Andrew Houlihan is in charge of recruitment for Houston schools, but he's a North Carolina native, and a former Raleigh teacher.  The districts' superintendent, Dr. Andrew Grier, used to be the superintendent at Guilford County Schools.

"I understand there are really great teachers and really great graduates of universities that want to become teachers and are really questioning right now if they want to stay in North Carolina or go somewhere else," Houlihan said.



A first-year teacher in Houston makes at least $49,100. In North Carolina, that same teacher would make $33,000 before local county supplements.

"Financially I am still getting my feet under me but I am not stressed," Jamie Kendall said.  Kendall left North Carolina's Nash-Rocky Mount School District for Houston this year.  

She said at 38, she was tired of having to ask her mother for money.

"Money drove me here, but the fact that I'm here and happy here is really, I'm not stressing about bills.
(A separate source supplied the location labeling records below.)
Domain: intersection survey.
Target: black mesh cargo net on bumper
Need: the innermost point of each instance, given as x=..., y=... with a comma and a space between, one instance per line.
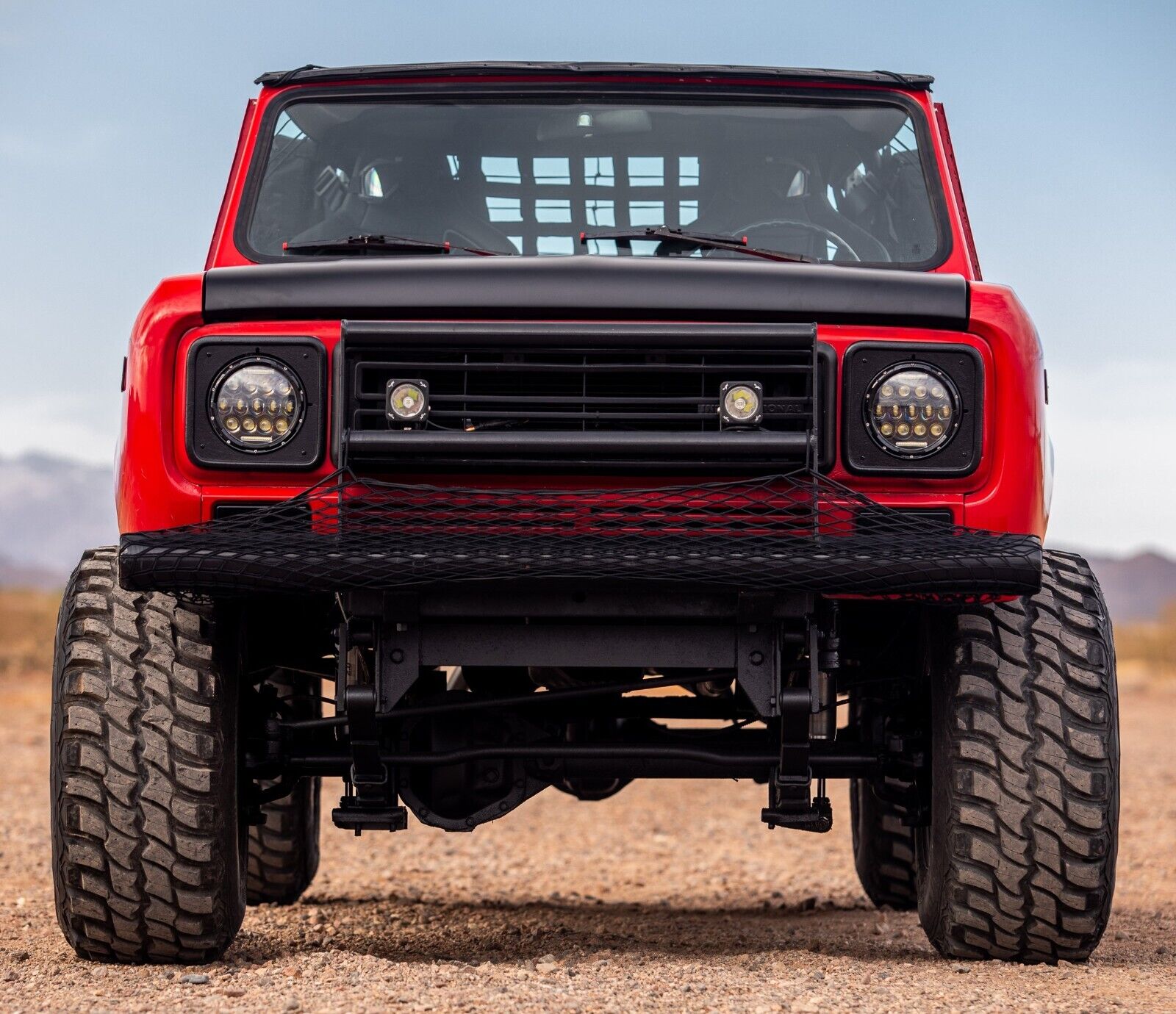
x=797, y=532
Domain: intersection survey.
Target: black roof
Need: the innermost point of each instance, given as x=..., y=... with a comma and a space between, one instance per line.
x=312, y=73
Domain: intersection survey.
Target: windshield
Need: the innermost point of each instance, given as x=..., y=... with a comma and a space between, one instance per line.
x=840, y=182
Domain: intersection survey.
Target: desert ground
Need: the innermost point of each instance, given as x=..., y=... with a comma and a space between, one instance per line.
x=670, y=896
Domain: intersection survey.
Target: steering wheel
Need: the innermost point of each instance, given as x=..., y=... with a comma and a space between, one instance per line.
x=821, y=231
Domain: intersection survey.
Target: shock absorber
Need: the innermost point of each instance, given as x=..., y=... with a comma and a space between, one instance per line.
x=823, y=720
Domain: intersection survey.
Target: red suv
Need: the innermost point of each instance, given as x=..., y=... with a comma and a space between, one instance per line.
x=512, y=392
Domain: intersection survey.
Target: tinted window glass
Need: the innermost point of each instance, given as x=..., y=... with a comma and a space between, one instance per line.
x=838, y=182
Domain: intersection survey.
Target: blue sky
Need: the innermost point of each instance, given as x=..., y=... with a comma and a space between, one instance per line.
x=119, y=123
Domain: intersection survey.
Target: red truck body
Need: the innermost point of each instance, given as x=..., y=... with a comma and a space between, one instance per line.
x=159, y=486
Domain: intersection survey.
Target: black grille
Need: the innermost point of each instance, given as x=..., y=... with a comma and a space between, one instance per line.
x=554, y=381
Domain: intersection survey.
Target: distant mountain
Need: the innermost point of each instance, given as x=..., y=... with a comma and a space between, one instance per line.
x=52, y=510
x=1136, y=587
x=29, y=575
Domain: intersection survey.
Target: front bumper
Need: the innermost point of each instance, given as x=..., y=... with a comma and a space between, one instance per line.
x=786, y=533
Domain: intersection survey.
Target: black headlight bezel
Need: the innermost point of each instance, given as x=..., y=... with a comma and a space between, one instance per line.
x=209, y=358
x=961, y=365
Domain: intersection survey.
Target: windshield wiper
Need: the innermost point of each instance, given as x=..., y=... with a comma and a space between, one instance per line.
x=688, y=240
x=374, y=244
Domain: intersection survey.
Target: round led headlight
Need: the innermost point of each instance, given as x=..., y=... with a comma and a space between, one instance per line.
x=911, y=409
x=409, y=400
x=741, y=403
x=257, y=403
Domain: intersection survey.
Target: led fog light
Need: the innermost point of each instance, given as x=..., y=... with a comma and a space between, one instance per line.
x=257, y=403
x=911, y=409
x=740, y=403
x=409, y=401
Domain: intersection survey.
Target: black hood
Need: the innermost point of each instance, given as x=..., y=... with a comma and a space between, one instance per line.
x=584, y=289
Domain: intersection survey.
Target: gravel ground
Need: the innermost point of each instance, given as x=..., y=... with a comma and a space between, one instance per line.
x=670, y=896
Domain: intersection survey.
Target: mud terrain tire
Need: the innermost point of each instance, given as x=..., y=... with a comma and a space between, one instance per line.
x=883, y=849
x=1019, y=861
x=148, y=849
x=284, y=852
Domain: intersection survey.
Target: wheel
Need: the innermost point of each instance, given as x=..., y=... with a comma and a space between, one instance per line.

That lack of stress I think makes me enjoy what I do even more," Kendall said.  

In fact, Kendall plans to return to North Carolina next year, this time as part of Houston's recruiting team.

"I can tell you this, we're not going to just limit our recruitment to last summer we're going to continue to come to North Carolina and to other states that are in a similar situation," Houlihan said.  

North Carolina lawmakers tried to remedy that situation this summer.  But the average 7 percent pay raise they passed for teachers was criticized because for some veteran teachers, the raise was less than 1 percent.

Ferguson said even though he grew up in North Carolina and his family is here, for financial reasons, he said it can't be his home anymore.